炎上の解体については、「私は、公益性が高い発言に対しての誹謗中傷は炎上ではないと思う。炎上としてしまうことで言葉に力を持たせてしまい、加害性を矮小化してしまうところがある」と指摘。そして、言葉の力に関しては「(炎上を)気にしないというのは無理。ただ、力を持たせないようにすることはできる。批判・誹謗中傷されているところを見なければ力は持たないし、持たせないことが重要」とみたらしさん。そして、脳についてはノルアドレナリンの影響、さらには「自分が暴言を吐くことによって自分の脳が傷ついてしまう」と危惧します。
一方、ヨッピーさんは「批判は仕方がないことだと思う。発言の自由もあるので。ただ、誹謗中傷は法律的にもダメなことで、プラットフォーマー側が対応すれば済む話」とプラットフォーマーの責任を追求します。
唐澤弁護士は「匿名性が人間を凶暴にさせている面があると思う」とし、“確実に特定できるようにすること”を求めます。
小島さんも同様に“ルール作り”を切望。

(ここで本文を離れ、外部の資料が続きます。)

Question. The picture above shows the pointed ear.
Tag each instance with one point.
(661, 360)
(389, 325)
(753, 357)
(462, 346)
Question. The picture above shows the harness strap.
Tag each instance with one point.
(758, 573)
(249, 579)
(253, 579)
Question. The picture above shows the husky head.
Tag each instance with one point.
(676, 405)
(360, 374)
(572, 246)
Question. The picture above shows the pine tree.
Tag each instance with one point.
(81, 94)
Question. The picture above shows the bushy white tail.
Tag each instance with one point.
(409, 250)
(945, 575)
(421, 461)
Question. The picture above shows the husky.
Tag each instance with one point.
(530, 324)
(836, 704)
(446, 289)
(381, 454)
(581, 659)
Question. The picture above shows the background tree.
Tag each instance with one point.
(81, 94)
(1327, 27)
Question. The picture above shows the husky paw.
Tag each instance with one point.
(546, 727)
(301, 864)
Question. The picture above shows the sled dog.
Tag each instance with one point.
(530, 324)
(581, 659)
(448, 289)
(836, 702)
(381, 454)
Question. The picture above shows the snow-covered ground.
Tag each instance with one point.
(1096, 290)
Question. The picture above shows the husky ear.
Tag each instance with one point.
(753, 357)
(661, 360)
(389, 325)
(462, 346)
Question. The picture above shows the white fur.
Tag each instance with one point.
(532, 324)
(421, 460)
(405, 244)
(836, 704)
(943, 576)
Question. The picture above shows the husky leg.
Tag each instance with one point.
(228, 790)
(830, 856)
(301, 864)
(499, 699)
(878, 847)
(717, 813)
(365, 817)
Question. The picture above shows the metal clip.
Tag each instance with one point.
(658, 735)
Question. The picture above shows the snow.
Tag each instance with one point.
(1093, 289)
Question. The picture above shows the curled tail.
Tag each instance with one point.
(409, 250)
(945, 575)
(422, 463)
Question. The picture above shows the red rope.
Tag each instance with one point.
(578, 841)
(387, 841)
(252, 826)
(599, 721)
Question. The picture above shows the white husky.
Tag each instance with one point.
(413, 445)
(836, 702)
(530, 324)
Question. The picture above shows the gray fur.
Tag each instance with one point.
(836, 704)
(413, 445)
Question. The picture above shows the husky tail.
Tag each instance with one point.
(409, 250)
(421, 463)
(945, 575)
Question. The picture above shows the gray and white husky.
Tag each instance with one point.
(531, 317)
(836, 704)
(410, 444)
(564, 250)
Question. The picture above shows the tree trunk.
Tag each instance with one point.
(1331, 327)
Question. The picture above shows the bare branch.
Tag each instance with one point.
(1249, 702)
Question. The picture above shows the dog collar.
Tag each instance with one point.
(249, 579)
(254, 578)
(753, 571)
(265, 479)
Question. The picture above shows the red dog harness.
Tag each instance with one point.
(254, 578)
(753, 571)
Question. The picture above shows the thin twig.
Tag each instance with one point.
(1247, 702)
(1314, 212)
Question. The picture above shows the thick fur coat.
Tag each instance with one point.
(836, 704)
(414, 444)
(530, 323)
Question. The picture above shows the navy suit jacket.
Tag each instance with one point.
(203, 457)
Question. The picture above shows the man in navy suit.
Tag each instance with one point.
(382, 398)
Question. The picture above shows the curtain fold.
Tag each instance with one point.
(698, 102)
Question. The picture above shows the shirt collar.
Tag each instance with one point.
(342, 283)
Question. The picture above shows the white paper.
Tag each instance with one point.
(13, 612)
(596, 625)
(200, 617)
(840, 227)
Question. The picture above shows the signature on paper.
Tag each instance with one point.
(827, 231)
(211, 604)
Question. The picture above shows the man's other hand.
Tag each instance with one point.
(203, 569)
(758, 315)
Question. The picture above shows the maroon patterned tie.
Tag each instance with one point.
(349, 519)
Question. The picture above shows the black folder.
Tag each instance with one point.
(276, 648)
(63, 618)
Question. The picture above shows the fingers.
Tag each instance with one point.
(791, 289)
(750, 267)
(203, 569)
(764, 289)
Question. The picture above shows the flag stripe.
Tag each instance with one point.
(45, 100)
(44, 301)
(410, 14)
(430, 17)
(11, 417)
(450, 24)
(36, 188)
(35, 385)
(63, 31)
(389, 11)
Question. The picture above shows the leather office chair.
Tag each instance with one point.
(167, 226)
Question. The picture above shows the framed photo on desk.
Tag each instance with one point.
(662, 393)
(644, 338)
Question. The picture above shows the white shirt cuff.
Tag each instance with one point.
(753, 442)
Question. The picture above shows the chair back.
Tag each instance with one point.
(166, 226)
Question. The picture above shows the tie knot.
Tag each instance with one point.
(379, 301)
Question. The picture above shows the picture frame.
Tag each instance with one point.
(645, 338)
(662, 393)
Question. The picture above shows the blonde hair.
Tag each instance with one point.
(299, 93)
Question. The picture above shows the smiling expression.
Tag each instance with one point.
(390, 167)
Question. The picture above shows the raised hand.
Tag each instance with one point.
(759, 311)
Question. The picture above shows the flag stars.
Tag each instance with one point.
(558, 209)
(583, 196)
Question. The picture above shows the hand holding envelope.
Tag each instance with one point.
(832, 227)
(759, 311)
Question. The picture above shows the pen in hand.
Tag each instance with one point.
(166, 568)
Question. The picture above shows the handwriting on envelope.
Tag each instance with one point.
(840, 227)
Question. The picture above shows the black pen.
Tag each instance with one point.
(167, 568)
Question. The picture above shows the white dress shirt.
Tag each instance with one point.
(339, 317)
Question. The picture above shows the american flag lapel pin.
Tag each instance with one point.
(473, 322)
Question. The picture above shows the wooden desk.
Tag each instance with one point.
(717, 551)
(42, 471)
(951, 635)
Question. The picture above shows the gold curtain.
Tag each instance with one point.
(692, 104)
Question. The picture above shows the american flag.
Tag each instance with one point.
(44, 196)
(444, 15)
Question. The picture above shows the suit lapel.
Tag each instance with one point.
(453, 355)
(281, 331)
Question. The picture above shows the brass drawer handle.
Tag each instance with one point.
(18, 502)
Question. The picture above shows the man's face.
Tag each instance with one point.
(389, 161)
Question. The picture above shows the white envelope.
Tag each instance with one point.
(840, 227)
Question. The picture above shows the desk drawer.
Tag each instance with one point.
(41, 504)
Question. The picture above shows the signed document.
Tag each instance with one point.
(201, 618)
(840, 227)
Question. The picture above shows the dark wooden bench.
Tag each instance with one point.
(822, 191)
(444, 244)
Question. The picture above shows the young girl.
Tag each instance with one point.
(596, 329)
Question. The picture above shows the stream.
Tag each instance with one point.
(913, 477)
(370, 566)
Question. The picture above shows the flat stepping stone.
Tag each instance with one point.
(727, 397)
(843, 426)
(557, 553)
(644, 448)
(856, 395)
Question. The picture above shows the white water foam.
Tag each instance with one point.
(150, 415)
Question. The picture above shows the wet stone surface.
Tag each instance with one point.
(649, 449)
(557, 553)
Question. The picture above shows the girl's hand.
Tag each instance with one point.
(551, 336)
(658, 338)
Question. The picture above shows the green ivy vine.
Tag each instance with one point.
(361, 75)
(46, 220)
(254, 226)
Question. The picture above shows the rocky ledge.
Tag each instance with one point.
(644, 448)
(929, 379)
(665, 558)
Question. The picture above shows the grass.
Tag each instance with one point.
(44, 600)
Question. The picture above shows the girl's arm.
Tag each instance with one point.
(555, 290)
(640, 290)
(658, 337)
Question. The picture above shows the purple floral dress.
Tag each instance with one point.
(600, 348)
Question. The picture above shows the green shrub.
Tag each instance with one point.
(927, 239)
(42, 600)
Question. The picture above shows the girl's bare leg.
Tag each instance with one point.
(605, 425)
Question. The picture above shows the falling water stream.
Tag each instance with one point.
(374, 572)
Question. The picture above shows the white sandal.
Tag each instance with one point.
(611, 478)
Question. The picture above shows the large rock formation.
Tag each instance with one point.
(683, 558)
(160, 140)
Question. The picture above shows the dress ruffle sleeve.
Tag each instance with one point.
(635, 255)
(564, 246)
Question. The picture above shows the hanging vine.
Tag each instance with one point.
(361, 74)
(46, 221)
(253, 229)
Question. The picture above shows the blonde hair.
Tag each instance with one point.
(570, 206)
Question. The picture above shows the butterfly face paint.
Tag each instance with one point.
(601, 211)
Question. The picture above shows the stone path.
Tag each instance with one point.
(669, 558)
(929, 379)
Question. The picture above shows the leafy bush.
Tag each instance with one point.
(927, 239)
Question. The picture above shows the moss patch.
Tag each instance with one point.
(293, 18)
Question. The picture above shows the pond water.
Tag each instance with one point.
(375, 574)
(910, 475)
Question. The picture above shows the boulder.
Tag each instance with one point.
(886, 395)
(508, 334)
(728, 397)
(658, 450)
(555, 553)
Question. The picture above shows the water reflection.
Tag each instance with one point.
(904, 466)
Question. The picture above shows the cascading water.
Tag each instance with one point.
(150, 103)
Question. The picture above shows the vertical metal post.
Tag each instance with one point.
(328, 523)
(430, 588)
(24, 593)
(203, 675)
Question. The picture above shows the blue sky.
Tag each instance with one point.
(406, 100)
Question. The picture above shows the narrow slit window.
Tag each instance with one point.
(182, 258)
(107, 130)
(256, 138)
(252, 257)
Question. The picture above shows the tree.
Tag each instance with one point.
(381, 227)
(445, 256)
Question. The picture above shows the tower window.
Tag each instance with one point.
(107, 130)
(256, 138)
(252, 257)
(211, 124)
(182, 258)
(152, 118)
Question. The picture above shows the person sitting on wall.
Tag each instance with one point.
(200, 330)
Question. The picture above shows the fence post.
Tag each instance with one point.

「人が生きる場所であり、命に関わることになりかねないので。安全に利用できるよう厳しいルール作りが必要」と力を込めます。
堀は「これは安全保障上、大きな問題。あたかもその国に問題が起きていることを演出しようと思ったらいくらでもできてしまう」と懸念し、「人権・表現の自由も鑑みながら、ひとつの防衛策としてプラットフォーマーの責任は追求するべき」と話していました。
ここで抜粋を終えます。